Meet meat-lafel! Rhymes with awful, but isn’t.

A former trip to Israel had me pining for really good falafel. Not that falafel is difficult or not good stateside, it’s just never green enough. The greener the better! So I started to dig a little on how to make these wonderful little-fried bean balls, and whether or not I could add meat to them.

I don’t know why exactly I thought falafel was mysterious and difficult to make. It’s neither. The biggest inconvenience is that you have to start with dry beans and do an overnight soak. After that, however, the “dough” keeps well in the fridge for a few days. I’m even guessing you could freeze it and it would be just fine.

meat falafel

Looks just like the real thing and everything!

 

Once you have soaked and drained the beans, you literally just put everything in the food processor until it’s the consistency of “not yet hummus.” Form into balls and shallow fry. If you are prone to deep frying, you can do that as well. It’s so easy, in fact, my little wheels started turning about what else I could do with the falafel “dough.”

I, of course, decided to add a little ground elk to the whole mixture. This is not, after all, a vegetarian blog. I was pretty happy with the way they turned out. It was denser than your typical falafel, as one might guess, but lighter and fluffier than a traditional meatball. And, as long as you stick with venison or lamb and don’t eat it with dairy, it’s still even kosher/halal. Next time, maybe I will do falafel encased scotch eggs. Or something equally weird and delicious.

A little note – my falafel mix was actually not green enough! Dangit. I adjusted the recipe to include more mint and parsley.

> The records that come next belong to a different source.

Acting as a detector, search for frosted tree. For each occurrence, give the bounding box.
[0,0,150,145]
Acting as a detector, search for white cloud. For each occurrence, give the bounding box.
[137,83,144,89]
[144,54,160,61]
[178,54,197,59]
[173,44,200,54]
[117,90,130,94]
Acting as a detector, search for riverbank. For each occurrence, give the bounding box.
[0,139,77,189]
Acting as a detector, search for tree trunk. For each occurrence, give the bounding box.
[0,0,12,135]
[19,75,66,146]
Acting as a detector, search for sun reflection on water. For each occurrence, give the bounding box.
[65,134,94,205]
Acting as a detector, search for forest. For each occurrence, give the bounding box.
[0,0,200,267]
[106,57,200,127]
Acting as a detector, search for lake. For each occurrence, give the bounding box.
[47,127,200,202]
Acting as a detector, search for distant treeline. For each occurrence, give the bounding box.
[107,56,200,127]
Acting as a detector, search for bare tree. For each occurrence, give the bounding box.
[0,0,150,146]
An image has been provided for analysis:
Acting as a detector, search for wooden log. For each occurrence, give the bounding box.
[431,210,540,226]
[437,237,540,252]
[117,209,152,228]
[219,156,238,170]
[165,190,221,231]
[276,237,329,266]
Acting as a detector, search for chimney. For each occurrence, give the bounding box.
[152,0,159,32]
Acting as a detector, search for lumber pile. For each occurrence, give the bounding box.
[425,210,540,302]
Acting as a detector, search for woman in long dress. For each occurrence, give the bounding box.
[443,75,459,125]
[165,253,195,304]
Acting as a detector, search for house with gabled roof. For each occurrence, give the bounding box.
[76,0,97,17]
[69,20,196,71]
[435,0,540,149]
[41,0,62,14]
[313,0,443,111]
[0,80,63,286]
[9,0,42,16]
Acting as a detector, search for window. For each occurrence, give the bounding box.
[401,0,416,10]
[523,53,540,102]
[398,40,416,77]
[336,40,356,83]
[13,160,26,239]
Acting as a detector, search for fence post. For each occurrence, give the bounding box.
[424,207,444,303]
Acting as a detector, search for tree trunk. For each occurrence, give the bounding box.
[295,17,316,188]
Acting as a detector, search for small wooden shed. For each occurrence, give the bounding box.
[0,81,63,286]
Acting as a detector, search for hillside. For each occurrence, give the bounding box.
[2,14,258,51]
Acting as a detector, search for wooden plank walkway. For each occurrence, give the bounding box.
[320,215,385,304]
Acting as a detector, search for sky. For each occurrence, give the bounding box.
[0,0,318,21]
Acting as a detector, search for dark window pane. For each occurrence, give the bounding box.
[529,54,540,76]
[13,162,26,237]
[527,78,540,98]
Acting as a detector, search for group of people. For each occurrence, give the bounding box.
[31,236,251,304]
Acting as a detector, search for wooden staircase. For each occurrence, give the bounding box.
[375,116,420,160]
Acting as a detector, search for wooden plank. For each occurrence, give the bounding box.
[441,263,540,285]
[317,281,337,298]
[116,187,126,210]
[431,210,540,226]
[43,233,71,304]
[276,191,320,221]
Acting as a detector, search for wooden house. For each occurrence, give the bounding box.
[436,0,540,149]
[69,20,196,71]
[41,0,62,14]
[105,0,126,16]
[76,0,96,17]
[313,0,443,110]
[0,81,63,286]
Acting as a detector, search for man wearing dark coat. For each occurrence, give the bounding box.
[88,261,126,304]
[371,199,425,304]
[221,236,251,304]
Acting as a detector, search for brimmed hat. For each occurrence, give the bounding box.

Because that’s how I will be making it from here on out.

Just don’t be a jerk and go trying to trick vegetarians into eating meat with this.

Print
Meatlafel
Ingredients
  • 1 pound dry garbanzo beans about 2 cups
  • 1 small onion roughly chopped
  • 2 bunches parsely stems removed
  • 1 bunch mint stems removed
  • 5 cloves garlic peeled
  • 1 1/2 tbsp flour
  • 2 tsp salt
  • 2 tsp ground cumin
  • 1/2 tsp cayenne pepper or to taste
  • pinch ground cardamom
  • 1/2 pound ground venison
  • 1/4 cup frying oil
  • tahini for serving
Instructions
  1. Cover the garbanzo beans with about 3 inches of water in a large bowl. Let sit overnight. Drain.

  2. Add the beans, onion, garlic, herbs, spices and flour to a food processor and blend until you get a coarse paste. If the mixture seems a little too wet, sprinkle in a little more flour.

  3. Remove to a bowl and add in the meat. Mix with your hands until the meat is well incorporated into the mixture. Roll into balls about the size of meatballs, and slightly flatten them.

  4. Heat a skillet with 1/4 inch oil over medium-high heat. Start with one ball and fry about 3 minutes per side, until it's golden brown and cooked all the way through. Test the ball to make sure it cooks all the way through. Then, fry up the rest of the balls, removing them to a paper towel to drain as you work in batches.

  5. Serve hot in a pita with tahini sauce or tzatziki sauce (if you're not worried about kosher eating). 

Non-game substitution: Lamb would be a great choice, but any ground meat will work.

Vegetarian substitution: Omit the meat.